藤野の散文-私の暗黙知-

毎日の中での気付きについて書いています

本物のスキル。

よく一流のアスリートが「緊張を楽しむ」とか「ストレスをプラスに変える」というのを耳にする。
そりゃ毎試合、緊張で筋肉がびびっていては結果は出せないだろう。
こういう話はビジネスの場ではよく理解できる。
というか少し緊張を必要とするくらいの場でなければ、全然成長しないと思う。
それどころか、もう偉い人と会って汗びっしょり、くらいの場面に立てるのは有難いことだなぁ、と思う。

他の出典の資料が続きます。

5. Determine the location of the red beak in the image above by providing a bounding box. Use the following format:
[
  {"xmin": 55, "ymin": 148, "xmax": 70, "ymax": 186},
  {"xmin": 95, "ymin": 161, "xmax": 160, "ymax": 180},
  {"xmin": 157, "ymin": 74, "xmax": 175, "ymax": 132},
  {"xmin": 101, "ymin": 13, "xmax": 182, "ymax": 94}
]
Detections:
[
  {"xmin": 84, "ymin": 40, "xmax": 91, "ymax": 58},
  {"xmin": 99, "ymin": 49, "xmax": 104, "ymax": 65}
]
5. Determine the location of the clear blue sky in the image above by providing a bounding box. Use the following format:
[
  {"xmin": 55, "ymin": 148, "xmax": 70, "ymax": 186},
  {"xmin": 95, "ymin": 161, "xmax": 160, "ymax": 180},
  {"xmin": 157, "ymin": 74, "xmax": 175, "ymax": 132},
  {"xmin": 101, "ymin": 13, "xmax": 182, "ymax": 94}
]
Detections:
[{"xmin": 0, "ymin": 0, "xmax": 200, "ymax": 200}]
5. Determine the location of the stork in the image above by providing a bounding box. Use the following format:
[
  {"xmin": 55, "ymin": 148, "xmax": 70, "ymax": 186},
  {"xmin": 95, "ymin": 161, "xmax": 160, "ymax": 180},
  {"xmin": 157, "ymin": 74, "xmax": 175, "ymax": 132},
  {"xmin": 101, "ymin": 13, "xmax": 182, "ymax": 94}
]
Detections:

 ぼくは、よく「打席に立てることをよろこぼう」と言う。
 怖かったり、緊張したりするような場面に、
 「君が立っていい」と認められている。

ただ、こと音楽の演奏については謎だ。
練習が足りないからだ、と言われればそうなのかもしれないが、どうもそれとは違う質の緊張があるのではないだろうかと思っている。
これがカラオケとか、プレゼンとか、芝居などとは違う「独特の何か」なのである。
同じ音楽の仲間に聞いてみても同様の意見があった。

こういう本物の緊張の時に、実力をそのまま発揮できるということがプロということなのかもしれない。
まだまだ自分がどう思われているか、とか上手く演奏したい、とかいう「自分自身の囚われ」から脱していないということに過ぎないのかもしれない。
この年にして目下最大の謎なのである。

・大きなステージに立つ前に、
 矢沢永吉でも心臓がバクバクするのだという。
 それを平気になることは、なかなかむつかしいことだ。
 しかし、その緊張を、高揚感に変えることならできる。
 つまり、彼はじぶんに「たのしめ!」と言いきかせる。
 おそらく、それをくりかえしてきたのだろうな。
 きっと、いまはもう、じぶんのなかに緊張を見つけたら、
 「おっ、いいぞ。たのしめるぞ!」と、
 自動的に変換できるようになっているかもしれない。
 
 どんな人にも、こどものころから、
 心臓がバクバクするようなことがある。
 少年サッカーであろうが、合唱コンクールであろうが、
 なにかの試験であろうが、お見合いであろうが、
 失敗したらどうしようという場面はある。

 そのときに、緊張感があることは、
 実は「いいこと」なのだと思うのだ。
 ずいぶんと、おとうさんっぽいような言い方だけれど、
 生きていて、チャレンジしているからこそ、
 そんなふうな場に立っているということなのだ。
 そういう場にいることが憧れであるような人だっている。
 失敗したらどうしようなんて考えるような時間には、
 機会(チャンス)というやつが隠れているのだ。
 だから、おもしろいのだ。
 そういうわけだから、「たのしめ」って言えるわけだ。
 
 ぼくは、よく「打席に立てることをよろこぼう」と言う。
 怖かったり、緊張したりするような場面に、
 「君が立っていい」と認められている。
 それは、すばらしいことだと思うだろう。
 ああもしてやろう、こうもしてやろうと、
 にやにや、わくわくしたらいい。
 胸がドキドキだとか、心臓バクバクだとかは、
 買っても買えない機会なのだ。 
 
 実は、ぼく自身も、この「たのしめ」には救われている。
 この緊張を快感に変換させるおまじないを、
 これまでに何度唱えてきたかわからない。
 ただの「思いよう」が変わるだけで、おもしろくなる。

今日も、「ほぼ日」に来てくれてありがとうございます。
緊張してますと言いたいときは「たのしいです」と言おう。